Monou-cho is located in Ishinomaki, Miyagi Prefecture. Oda and Toda (2011) conducted single microtremor measurements at 46 points along the Higashihama-Kaido in Ishinomaki, and investigated the predominant frequency from the H/V. In addition, damage investigation was conducted in same area using the method of Yahata and Yamazaki (2008), and the 310 houses in this area were visually ranked from A to F. This method and H/V were compared and evaluating the relationship between H/V and house damage. As a result, they revealed that predominant frequencies of area received significant destruction have multiplex peaks or broad range from 2 Hz to 4 Hz. However, the damage was not serious at all points where the predominant frequency was 2.5 Hz or higher. There was a fact that the damage was small in the area with predominant frequency around 1 Hz, which caused great damage during the Southern Hyogo Earthquake1995. From the above facts, issues such as the need to clarify the detailed underground structure and amplification characteristics in Monou-cho remain.

In this study, we evaluate the amplification of seismic motion in Momo-cho by comparing the house damage during the 2011 The Tohoku Earthquake investigated in Oda and Toda (2011), S-wave velocity structures obtained by using microtremor miniature array method and the seismic response of the 2011 The Tohoku Earthquake.

In this study, microtremor array observations were performed at 27 points, approximately 4km along the Higashihama-Kaido.

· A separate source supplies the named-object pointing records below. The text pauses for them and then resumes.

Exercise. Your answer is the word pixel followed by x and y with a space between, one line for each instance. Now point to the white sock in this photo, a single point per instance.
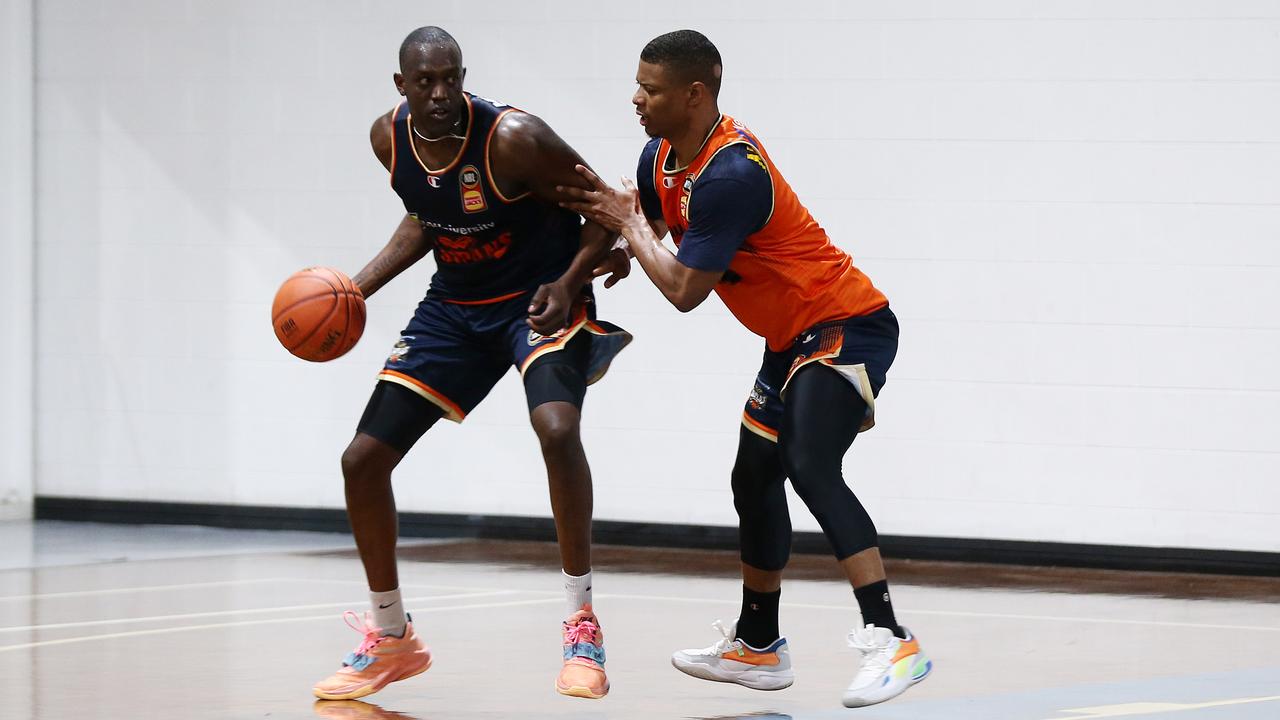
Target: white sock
pixel 577 591
pixel 388 611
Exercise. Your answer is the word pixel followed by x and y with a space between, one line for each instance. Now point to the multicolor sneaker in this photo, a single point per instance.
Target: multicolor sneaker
pixel 734 661
pixel 890 665
pixel 378 661
pixel 583 674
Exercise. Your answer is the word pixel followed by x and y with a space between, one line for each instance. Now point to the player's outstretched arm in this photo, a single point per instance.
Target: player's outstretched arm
pixel 408 244
pixel 529 156
pixel 620 210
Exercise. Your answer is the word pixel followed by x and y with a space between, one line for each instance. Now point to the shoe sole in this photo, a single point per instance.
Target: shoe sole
pixel 753 679
pixel 579 691
pixel 863 702
pixel 365 691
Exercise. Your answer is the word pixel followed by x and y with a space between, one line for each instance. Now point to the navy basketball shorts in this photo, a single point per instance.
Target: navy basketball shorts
pixel 860 349
pixel 452 354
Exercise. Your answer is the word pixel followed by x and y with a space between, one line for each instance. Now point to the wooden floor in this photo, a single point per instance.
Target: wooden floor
pixel 179 623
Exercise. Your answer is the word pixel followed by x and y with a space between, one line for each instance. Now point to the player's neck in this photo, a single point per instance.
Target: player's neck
pixel 694 137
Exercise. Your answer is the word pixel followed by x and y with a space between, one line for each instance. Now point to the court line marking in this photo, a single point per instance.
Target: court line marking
pixel 246 623
pixel 1153 707
pixel 211 584
pixel 644 597
pixel 967 614
pixel 225 613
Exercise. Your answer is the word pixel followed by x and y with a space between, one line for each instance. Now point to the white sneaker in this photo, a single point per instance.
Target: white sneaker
pixel 734 661
pixel 890 665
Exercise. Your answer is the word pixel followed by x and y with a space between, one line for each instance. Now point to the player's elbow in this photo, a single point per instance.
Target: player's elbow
pixel 685 300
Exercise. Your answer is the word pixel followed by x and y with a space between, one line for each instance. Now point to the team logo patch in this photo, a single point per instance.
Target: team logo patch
pixel 684 196
pixel 472 196
pixel 400 350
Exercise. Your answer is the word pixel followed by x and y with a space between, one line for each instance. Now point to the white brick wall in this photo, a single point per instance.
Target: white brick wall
pixel 1073 206
pixel 17 256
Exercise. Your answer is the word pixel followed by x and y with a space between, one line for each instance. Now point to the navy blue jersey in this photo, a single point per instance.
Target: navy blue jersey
pixel 734 200
pixel 487 246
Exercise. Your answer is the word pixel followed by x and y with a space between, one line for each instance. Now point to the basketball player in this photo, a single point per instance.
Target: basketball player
pixel 512 287
pixel 830 338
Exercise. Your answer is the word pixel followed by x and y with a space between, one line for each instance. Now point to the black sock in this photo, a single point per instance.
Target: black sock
pixel 877 609
pixel 758 621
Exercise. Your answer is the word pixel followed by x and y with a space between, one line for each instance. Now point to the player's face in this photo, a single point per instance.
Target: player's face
pixel 430 78
pixel 661 101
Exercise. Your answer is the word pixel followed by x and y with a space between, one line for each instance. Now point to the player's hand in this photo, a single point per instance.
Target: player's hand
pixel 549 308
pixel 616 264
pixel 606 205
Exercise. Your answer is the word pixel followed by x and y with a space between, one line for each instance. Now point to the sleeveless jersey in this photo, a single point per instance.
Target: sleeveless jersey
pixel 787 276
pixel 487 246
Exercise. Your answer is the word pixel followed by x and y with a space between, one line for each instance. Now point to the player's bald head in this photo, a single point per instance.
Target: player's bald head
pixel 689 55
pixel 426 37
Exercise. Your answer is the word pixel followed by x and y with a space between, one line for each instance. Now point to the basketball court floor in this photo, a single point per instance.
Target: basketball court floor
pixel 112 621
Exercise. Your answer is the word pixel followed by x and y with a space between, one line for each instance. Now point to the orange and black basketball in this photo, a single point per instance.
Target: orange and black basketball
pixel 318 314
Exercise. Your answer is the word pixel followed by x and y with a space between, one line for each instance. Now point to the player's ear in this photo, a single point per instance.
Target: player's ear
pixel 698 94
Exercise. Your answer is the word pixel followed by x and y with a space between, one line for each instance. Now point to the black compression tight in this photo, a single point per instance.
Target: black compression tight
pixel 821 419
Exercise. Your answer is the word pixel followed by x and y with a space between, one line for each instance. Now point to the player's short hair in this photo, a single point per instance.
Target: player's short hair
pixel 689 54
pixel 428 36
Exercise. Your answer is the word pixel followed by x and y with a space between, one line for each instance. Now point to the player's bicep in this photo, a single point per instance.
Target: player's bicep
pixel 531 155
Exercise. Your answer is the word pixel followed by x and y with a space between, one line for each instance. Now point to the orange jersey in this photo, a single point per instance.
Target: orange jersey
pixel 786 276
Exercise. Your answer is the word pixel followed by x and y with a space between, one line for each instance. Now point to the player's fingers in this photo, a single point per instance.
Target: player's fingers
pixel 539 299
pixel 590 177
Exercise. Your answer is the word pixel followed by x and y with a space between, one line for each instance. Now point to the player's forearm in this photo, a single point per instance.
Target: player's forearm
pixel 407 245
pixel 657 261
pixel 594 246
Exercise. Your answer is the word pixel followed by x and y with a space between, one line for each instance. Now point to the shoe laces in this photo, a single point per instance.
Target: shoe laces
pixel 874 643
pixel 727 642
pixel 365 627
pixel 583 630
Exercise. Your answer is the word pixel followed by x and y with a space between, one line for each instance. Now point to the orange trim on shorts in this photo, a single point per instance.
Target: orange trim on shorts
pixel 489 301
pixel 560 342
pixel 432 395
pixel 759 428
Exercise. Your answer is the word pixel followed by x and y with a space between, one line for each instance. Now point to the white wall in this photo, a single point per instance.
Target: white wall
pixel 1073 206
pixel 17 254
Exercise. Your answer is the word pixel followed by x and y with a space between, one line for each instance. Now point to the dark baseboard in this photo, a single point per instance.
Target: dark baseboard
pixel 658 534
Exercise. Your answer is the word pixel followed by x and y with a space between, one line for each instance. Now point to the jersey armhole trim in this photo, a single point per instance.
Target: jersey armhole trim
pixel 391 172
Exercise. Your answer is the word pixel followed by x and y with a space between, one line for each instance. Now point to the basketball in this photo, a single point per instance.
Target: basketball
pixel 318 314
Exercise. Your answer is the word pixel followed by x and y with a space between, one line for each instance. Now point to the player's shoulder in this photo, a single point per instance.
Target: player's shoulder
pixel 736 160
pixel 382 139
pixel 517 130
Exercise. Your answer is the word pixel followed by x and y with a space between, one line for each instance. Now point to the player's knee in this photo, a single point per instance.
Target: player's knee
pixel 368 460
pixel 557 431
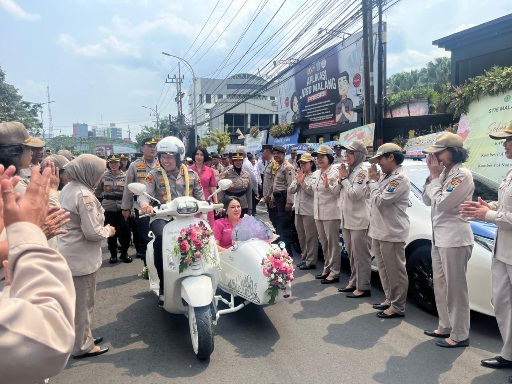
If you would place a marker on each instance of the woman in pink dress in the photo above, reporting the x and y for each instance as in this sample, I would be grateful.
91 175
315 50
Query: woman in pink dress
223 228
207 176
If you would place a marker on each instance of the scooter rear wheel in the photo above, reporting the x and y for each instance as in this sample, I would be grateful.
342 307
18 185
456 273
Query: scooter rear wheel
201 331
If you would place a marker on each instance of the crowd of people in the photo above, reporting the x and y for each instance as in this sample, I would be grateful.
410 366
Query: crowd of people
84 200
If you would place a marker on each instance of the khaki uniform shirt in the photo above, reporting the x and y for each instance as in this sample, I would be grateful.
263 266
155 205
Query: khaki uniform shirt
303 195
501 215
136 173
81 246
37 329
353 202
445 195
326 199
240 188
155 186
389 199
285 174
268 179
111 190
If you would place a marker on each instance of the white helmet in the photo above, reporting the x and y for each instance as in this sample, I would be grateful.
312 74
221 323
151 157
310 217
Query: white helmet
171 145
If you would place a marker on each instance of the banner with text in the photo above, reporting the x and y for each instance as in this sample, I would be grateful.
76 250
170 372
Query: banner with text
486 156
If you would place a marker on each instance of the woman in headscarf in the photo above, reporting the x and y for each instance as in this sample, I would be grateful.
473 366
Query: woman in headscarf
81 246
355 219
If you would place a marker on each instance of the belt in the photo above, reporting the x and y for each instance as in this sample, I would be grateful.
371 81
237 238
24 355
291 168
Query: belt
112 197
236 194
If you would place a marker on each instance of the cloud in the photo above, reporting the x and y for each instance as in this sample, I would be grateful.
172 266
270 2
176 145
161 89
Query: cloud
14 9
108 47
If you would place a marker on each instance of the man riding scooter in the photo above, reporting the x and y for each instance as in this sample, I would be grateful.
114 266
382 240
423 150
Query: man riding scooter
172 180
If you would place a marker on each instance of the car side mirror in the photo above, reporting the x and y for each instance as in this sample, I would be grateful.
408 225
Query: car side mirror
137 188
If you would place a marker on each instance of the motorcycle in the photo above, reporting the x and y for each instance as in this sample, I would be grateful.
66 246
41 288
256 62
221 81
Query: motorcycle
190 282
253 269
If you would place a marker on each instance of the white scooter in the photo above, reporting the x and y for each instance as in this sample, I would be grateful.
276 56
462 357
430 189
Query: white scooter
188 288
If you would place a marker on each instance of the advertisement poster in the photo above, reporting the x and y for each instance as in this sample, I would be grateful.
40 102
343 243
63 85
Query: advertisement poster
416 145
323 90
363 133
253 144
486 156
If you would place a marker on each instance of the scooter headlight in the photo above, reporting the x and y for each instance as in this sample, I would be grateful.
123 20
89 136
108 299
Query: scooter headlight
188 207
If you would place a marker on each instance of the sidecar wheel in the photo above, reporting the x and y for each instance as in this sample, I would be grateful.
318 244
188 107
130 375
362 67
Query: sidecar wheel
201 331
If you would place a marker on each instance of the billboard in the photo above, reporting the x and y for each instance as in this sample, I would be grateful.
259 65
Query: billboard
487 158
324 89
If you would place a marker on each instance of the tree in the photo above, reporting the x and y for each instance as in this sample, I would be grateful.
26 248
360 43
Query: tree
14 108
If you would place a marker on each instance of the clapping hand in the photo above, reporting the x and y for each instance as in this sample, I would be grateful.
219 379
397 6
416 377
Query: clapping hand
475 210
373 173
435 167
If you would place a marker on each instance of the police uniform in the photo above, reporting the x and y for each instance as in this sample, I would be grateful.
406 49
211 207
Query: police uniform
155 187
241 186
137 173
389 229
283 178
110 191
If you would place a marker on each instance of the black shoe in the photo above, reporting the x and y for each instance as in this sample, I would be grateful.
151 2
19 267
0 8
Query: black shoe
367 293
332 281
434 334
347 289
126 258
497 362
384 315
91 354
443 343
321 276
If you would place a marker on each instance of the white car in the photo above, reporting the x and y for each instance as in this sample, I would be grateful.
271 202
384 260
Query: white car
417 251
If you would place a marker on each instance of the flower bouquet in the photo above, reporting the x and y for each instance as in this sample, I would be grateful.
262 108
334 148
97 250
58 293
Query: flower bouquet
278 269
194 244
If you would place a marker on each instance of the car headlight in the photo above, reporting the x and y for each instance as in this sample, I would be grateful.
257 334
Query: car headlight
188 207
485 242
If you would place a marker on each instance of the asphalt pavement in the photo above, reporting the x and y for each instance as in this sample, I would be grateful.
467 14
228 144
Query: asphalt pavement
317 336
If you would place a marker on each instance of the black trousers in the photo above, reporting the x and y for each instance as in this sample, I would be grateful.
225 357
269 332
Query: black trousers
116 220
284 223
157 227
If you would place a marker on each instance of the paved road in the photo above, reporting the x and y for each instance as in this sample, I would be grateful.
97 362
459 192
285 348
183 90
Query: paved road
318 336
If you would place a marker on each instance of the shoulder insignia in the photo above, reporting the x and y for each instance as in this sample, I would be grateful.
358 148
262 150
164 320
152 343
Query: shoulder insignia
392 186
453 184
89 206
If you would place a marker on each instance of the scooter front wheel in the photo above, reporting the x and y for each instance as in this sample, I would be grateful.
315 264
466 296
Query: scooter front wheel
201 330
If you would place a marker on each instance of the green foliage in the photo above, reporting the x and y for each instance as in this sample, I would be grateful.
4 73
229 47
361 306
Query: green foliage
281 130
14 108
494 82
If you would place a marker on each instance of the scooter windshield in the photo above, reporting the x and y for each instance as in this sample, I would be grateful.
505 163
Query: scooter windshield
251 228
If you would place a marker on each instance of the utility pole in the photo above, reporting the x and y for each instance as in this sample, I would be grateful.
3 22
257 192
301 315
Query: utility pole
366 62
179 95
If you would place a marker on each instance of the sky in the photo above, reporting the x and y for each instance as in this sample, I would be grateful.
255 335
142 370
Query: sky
102 59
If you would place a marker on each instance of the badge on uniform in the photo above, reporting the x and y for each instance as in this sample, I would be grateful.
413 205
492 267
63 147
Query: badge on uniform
89 206
392 186
453 184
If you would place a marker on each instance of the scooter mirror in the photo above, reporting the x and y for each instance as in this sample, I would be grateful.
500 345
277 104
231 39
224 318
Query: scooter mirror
137 188
225 184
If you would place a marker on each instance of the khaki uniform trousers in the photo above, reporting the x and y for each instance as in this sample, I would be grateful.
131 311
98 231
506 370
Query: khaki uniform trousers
390 258
329 233
85 287
449 266
308 238
357 244
502 301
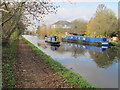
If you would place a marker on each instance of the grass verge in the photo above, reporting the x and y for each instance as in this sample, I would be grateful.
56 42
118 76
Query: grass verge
74 79
8 63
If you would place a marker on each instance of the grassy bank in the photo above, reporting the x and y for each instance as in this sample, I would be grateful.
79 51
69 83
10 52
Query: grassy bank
75 80
8 62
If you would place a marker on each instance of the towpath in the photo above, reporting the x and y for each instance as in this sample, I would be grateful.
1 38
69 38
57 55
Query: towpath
32 72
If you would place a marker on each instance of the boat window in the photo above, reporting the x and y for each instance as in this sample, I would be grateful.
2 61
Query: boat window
104 39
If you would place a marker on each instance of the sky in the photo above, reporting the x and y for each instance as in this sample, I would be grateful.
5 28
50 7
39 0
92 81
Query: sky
70 10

Based on these observations, a dispersion curve is calculated by the Centerless Circular Array (CCA) method (Cho et. al., 2006). Then, S-wave velocity structures at each point were estimated by Simulated Annealing. The initial models for Simulated Annealing were generated from SIM (Simplified Inversion Method) (Pelekis and Athanasopoulos, 2011) and the nearby borehole data. Using these results, we analyzed the seismic response characteristics of the 2011 Tohoku Earthquake in Monou-cho using the equivalent linear analysis program (SHAKE91) based on the one-dimensional multi-reflection theory. In this analysis, we focused mainly on the acceleration response spectrum and the transfer function from basement to ground surface.

As a result of the estimation of the S-wave velocity structure, it was found that the basement was found at shallower location in the center of Monou-cho, and the basement was found deeper toward the north and south. In addition, it was found that the basement of the southern Monou-cho had a larger drop, and the basement was found deeper than the northern area. This basement is almost the same depth of the Onuki Formation in comparison with borehole data.

As a result of comparing S-wave velocity structure and the seismic response characteristics, the rank of the damage increased in the center of Monou-cho despite the small value of AVS30. A comparison between the acceleration response spectrum of the 2011 Tohoku Earthquake, the transfer function and the distribution of house damage, it is found that response acceleration in the range of 0.25 to 0.5 seconds was larger in the center of Monou-cho where house damage was larger. However, this is inconsistent with the conventional interpretation that the acceleration response spectrum with a period of 1-2 seconds affects house damage.

The acceleration response spectrum of the 1995 Hyogo-ken Nanbu Earthquake, the 2004 Chūetsu Earthquake and 2011 The Tohoku Earthquake at Nakatsuyama Daini Elementary School have peaks at the period of 1 second. It was found that peaks can be also confirmed around 0.25 to 0.5 seconds. In other words, the acceleration response around 0.25 to 0.5 seconds and 1 to 2 seconds may affect the damage of the wooden house. Near surface structure in the center of Monou-cho which amplify the ground motion around 2-3Hz (about 0.3-0.5 seconds) could be the factor that caused serious damage.